Ultimately, I think that Da Costa presents a fantastic case that the obscurantist methods of post-racial ideology claim racial progress while allowing racial inequality to continue on, to the benefit of the white dominant factions:
Belief that race is no longer important and that racism no longer shapes experiences of non-whites (especially Black, Indigenous, and Latino/a peoples) generates the conviction that any action that takes race into account to redistribute resources or remedy socio-economic differences constitutes ‘special treatment’ or ‘reverse racism’. As a result, the persistence of white supremacy gets masked and denied while the ideal of ‘diversity’ becomes delinked from the history and politics of anti-Black and anti-Indigenous racism. (“Thinking ‘Post Racial’ Ideology Transnationally” 482)
It is in the interests of contemporary conservative ideologies to say that we have transcended race and that those who claim race still works as a decisive factor in politics are only producing division and are unnecessarily making us racist.
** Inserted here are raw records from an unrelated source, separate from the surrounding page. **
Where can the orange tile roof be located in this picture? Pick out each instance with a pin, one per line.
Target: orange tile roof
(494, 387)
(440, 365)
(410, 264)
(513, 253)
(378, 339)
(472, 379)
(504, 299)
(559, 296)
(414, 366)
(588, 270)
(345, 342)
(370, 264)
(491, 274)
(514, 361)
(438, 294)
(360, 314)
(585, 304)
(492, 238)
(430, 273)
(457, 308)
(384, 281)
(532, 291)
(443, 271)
Da Costa writes, “An underlying totalitarian logic drives this version of ‘anti-racism’, signaling the ways in which oppressive preservations of the status quo in the name of national unity and collective identity can shape aggressive investments in mixture, racial democracy, and universal equality” (“Confounding Anti-racism” 503). We should keep Da Costa’s critiques of this logic in mind as we watch the churning-out of policy in the United States under the ideals of Steve Bannon’s “economic nationalism.” This will surely have negative effects for racial minority groups in America while claiming unity under an ostensibly all-encompassing national identity, the idea that “we are a nation with a culture and a reason for being,” as Bannon puts it.
It is clear that the question of the post-racial is as, if not more so, relevant as ever. Many of the matters of power and hegemony are bound up not only in the forms of activism and policy that may need to take place within a politics of race, but also in the very statement that a politics of race as such may be necessary. It is worth diving into the nuance, as exemplified in Da Costa’s work. He writes,
If racism, white supremacy, and antiblackness together constitute a hemispheric question, as I believe they do, then we must mount transnational and interdisciplinary theoretical, epistemological, and practical strategies to deconstruct and challenge the ways post-racial ideologies rearticulate racial hierarchy and subordination to impede justice and transformative change. (“Confounding Anti-racism” 509)
Da Costa raises a powerful call to action, and I, for one, look forward to his further contribution to this discussion on Thursday.
- - - - - - - - - -
Da Costa, Alexandre Emboaba. “Confounding Anti-racism: Mixture, Racial Democracy, and Post-racial Politics in Brazil.” Critical Sociology, vol. 42, no. 4-5, pp. 495-513.
---. “Thinking ‘Post-Racial’ Ideology Transnationally: The Contemporary Politics of Race and Indigeneity in the Americas.” Critical Sociology, vol. 42, no. 4-5, pp. 475-490.